Kauffman-Rand Center for the Study of Small Business and Regulation Is Launched

For Release

Thursday
September 16, 2004

The RAND Corporation has launched the Kauffman-RAND Center for the Study of Small Business and Regulation, which will study the way legal and regulatory policymaking affect small businesses and entrepreneurship.

The center—operated by the RAND Institute for Civil Justice—is made possible by a grant from the Ewing Marion Kauffman Foundation, which works with partners to encourage entrepreneurship across America and improve the education of children and youth.

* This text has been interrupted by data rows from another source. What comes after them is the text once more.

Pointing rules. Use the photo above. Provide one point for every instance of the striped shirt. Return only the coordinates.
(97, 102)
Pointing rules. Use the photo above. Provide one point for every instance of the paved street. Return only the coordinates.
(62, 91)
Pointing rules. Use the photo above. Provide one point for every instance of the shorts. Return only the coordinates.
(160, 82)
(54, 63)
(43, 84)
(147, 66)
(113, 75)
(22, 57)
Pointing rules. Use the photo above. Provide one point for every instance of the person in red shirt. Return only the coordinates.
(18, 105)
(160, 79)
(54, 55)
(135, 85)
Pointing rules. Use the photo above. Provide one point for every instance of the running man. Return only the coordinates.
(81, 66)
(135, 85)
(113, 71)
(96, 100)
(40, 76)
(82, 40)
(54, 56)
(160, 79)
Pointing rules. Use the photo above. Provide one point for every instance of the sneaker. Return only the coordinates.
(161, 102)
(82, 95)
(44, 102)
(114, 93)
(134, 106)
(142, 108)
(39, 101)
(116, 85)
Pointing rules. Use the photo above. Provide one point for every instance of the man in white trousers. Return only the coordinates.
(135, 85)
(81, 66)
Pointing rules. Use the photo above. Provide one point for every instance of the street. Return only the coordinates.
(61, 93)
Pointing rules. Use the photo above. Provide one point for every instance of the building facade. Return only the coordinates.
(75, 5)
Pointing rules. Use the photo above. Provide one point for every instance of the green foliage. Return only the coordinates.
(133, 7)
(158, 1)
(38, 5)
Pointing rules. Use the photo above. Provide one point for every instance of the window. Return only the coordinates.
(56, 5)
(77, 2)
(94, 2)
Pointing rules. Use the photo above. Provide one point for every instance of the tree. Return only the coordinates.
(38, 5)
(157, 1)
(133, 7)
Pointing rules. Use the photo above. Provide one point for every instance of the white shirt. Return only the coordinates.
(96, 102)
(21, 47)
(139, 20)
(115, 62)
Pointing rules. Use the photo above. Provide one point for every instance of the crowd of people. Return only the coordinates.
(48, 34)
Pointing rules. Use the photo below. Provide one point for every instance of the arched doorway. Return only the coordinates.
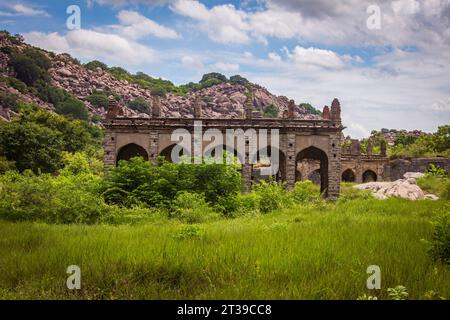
(314, 153)
(348, 176)
(369, 176)
(130, 151)
(167, 153)
(267, 161)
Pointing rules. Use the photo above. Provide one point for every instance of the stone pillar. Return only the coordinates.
(383, 148)
(326, 113)
(291, 109)
(109, 147)
(248, 106)
(369, 147)
(335, 112)
(198, 107)
(247, 168)
(291, 163)
(153, 145)
(156, 107)
(334, 166)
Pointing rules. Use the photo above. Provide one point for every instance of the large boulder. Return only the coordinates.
(414, 175)
(402, 188)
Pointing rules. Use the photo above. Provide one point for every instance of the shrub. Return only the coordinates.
(98, 100)
(36, 139)
(8, 100)
(305, 190)
(348, 192)
(191, 208)
(270, 196)
(50, 94)
(27, 70)
(62, 199)
(72, 107)
(156, 185)
(271, 111)
(139, 104)
(435, 184)
(39, 57)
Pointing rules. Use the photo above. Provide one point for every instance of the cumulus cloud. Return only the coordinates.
(134, 25)
(192, 62)
(404, 22)
(89, 45)
(20, 9)
(226, 67)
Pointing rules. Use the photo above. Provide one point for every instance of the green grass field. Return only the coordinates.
(315, 251)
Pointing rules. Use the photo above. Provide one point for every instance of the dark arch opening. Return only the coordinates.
(167, 152)
(348, 176)
(130, 151)
(281, 174)
(369, 176)
(314, 153)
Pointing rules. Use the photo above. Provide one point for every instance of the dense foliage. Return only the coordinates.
(36, 139)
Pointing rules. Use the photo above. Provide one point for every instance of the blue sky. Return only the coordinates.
(394, 76)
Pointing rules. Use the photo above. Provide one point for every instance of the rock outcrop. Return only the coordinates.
(402, 188)
(224, 100)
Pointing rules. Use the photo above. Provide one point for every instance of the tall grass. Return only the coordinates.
(311, 251)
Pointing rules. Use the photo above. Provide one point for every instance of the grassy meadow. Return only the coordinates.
(316, 250)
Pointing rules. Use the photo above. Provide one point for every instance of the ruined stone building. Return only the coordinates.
(308, 149)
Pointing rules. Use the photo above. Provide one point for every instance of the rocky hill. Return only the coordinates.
(225, 99)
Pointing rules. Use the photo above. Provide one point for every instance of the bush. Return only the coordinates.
(39, 57)
(28, 70)
(98, 100)
(270, 196)
(158, 184)
(72, 107)
(50, 94)
(8, 100)
(435, 184)
(36, 139)
(62, 199)
(191, 208)
(271, 111)
(305, 190)
(140, 105)
(348, 192)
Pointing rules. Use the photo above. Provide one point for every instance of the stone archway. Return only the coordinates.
(369, 176)
(131, 150)
(315, 153)
(348, 176)
(281, 174)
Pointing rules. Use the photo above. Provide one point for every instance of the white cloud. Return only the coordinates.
(192, 62)
(89, 44)
(313, 57)
(222, 23)
(223, 66)
(134, 25)
(20, 9)
(274, 57)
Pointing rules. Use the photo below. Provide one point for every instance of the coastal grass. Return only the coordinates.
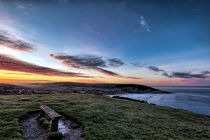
(105, 118)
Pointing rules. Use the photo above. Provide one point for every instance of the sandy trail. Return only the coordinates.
(32, 130)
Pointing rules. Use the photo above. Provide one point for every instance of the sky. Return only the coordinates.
(150, 42)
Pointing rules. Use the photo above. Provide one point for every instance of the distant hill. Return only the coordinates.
(71, 87)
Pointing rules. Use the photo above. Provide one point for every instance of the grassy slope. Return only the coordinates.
(107, 118)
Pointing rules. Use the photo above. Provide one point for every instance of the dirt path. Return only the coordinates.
(32, 130)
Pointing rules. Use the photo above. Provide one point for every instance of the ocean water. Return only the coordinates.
(195, 99)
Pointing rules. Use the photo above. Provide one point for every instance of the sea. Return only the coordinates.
(195, 99)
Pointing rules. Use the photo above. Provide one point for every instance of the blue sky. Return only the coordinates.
(172, 35)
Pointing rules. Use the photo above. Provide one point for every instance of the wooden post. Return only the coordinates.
(54, 125)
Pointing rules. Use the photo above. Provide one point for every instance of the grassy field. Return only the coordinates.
(106, 118)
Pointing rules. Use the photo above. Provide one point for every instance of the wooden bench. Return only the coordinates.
(51, 114)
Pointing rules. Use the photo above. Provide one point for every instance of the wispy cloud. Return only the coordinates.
(13, 64)
(89, 62)
(143, 23)
(11, 41)
(189, 75)
(115, 62)
(186, 75)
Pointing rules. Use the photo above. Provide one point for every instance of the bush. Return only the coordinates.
(54, 135)
(45, 123)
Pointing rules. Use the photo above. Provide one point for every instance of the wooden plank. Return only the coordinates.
(51, 113)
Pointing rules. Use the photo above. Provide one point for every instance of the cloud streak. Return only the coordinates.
(186, 75)
(90, 62)
(144, 23)
(13, 64)
(7, 40)
(115, 62)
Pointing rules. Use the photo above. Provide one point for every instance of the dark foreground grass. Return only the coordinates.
(106, 118)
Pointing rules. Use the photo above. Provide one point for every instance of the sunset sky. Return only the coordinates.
(151, 42)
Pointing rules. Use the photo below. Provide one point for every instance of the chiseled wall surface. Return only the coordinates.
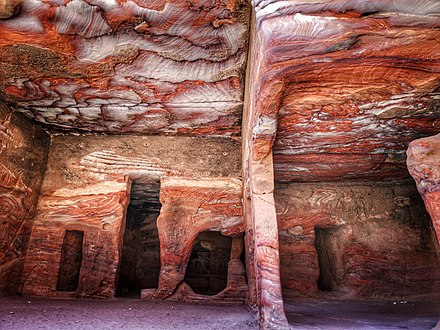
(87, 188)
(374, 240)
(23, 154)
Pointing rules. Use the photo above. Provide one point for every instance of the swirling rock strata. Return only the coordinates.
(424, 166)
(99, 212)
(127, 66)
(189, 207)
(357, 240)
(23, 152)
(344, 86)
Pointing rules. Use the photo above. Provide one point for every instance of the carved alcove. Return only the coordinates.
(140, 261)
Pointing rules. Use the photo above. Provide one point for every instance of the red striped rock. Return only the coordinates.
(127, 66)
(23, 152)
(355, 241)
(424, 166)
(98, 212)
(189, 207)
(344, 86)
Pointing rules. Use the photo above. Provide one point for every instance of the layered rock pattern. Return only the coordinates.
(191, 206)
(87, 189)
(344, 86)
(355, 241)
(23, 155)
(98, 211)
(127, 66)
(424, 166)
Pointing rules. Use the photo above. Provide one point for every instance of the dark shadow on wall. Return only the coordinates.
(207, 271)
(140, 263)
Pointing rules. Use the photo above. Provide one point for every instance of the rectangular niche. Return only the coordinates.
(139, 266)
(71, 258)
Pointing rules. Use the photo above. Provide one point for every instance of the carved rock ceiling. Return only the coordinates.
(143, 66)
(348, 83)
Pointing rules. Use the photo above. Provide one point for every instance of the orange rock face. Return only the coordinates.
(424, 166)
(144, 98)
(136, 66)
(189, 207)
(345, 241)
(23, 155)
(344, 86)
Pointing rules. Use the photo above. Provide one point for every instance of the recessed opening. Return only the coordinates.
(207, 271)
(327, 280)
(140, 262)
(71, 258)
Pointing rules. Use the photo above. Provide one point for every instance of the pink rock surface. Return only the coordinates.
(23, 152)
(127, 66)
(424, 166)
(344, 86)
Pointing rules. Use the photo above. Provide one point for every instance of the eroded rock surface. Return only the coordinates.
(424, 166)
(191, 206)
(127, 66)
(355, 241)
(23, 156)
(344, 86)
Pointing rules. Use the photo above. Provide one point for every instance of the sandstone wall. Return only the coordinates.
(23, 153)
(87, 189)
(355, 240)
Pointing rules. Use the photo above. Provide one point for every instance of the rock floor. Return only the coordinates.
(32, 313)
(363, 315)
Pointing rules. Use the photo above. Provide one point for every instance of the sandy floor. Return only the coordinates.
(363, 315)
(18, 313)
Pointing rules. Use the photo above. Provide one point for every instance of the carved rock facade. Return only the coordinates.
(148, 167)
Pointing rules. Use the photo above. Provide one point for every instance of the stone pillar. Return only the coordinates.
(424, 166)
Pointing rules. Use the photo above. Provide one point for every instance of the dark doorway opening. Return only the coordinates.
(140, 263)
(207, 271)
(71, 259)
(324, 245)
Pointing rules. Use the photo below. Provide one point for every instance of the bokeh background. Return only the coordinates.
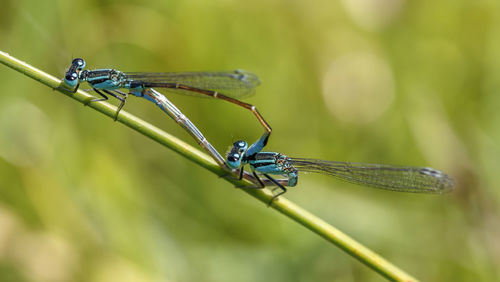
(83, 198)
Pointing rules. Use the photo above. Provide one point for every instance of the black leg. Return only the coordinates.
(283, 189)
(241, 173)
(258, 179)
(76, 88)
(104, 97)
(122, 99)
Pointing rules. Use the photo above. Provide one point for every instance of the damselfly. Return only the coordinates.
(395, 178)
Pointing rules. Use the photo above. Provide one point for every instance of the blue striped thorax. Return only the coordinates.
(237, 154)
(108, 79)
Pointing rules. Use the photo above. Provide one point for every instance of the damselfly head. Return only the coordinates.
(79, 64)
(71, 78)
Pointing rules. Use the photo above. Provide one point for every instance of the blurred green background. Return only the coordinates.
(83, 198)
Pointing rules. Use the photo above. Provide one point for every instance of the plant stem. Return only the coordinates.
(282, 205)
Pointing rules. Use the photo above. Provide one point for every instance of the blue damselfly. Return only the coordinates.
(388, 177)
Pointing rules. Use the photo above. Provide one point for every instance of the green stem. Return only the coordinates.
(282, 205)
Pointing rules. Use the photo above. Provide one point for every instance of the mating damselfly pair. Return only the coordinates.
(230, 86)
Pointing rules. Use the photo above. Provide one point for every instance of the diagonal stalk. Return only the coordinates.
(284, 206)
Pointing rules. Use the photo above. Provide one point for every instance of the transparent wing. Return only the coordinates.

The Kauffman-RAND Center will endeavor to assess and improve legal and regulatory policymaking as it relates specifically to small businesses and entrepreneurship in a wide range of settings, including corporate governance, employment law, consumer law, securities regulation, and business ethics.

The center will:

  • Conduct research on the impact of specific types of regulation on small businesses.
  • Improve the measurement of the impact of regulation and litigation on small businesses, job growth and economic activity.
  • Identify approaches that achieve policy goals without unintended consequences for small businesses.

According to the U.S. Small Business Administration, small businesses represent more than 99 percent of all employers and employ 50 percent of all private-sector workers. In addition, small businesses produce more than 70 percent of all the net new jobs, and more than half of all private sector output. Small businesses represent 97 percent of all U.S. exporters. Yet small businesses are often overlooked in the research and regulatory community.

The center director is Susan Gates, who has worked as an economist at RAND for nine years and has a Ph.D. in Economic Analysis and Policy from the Stanford Graduate School of Business at Stanford University. Gates has focused her RAND research on improving public sector organizations and the economics of organizations.

“Most policy research on business regulation and litigation looks almost exclusively at large businesses,” Gates said. “It is risky to ignore virtually 50 percent of economic activity in making policy decisions. What we’re trying to do is bring more attention to small businesses so that government officials will be better able to consider their interests in the policymaking process.”

Several Kauffman-RAND Center studies have already begun on topics including the history of small business regulation, the identification of less burdensome approaches for addressing safety problems at small businesses, the impact of changes to the auditing and accounting environment on small businesses, and approaches to measuring and assessing regulatory burdens on businesses of various sizes.

Carl Schramm, President and CEO of the Ewing Marion Kauffman Foundation, said: “We are very pleased to have the RAND Corporation address these important issues. The research agenda of the new center is entirely consistent with our foundation’s mission of promoting small business and entrepreneurship.”

The projects funded through the center will involve researchers from RAND and several other institutions and organizations. The center will also solicit input from policymakers on the research agenda and on the research in progress.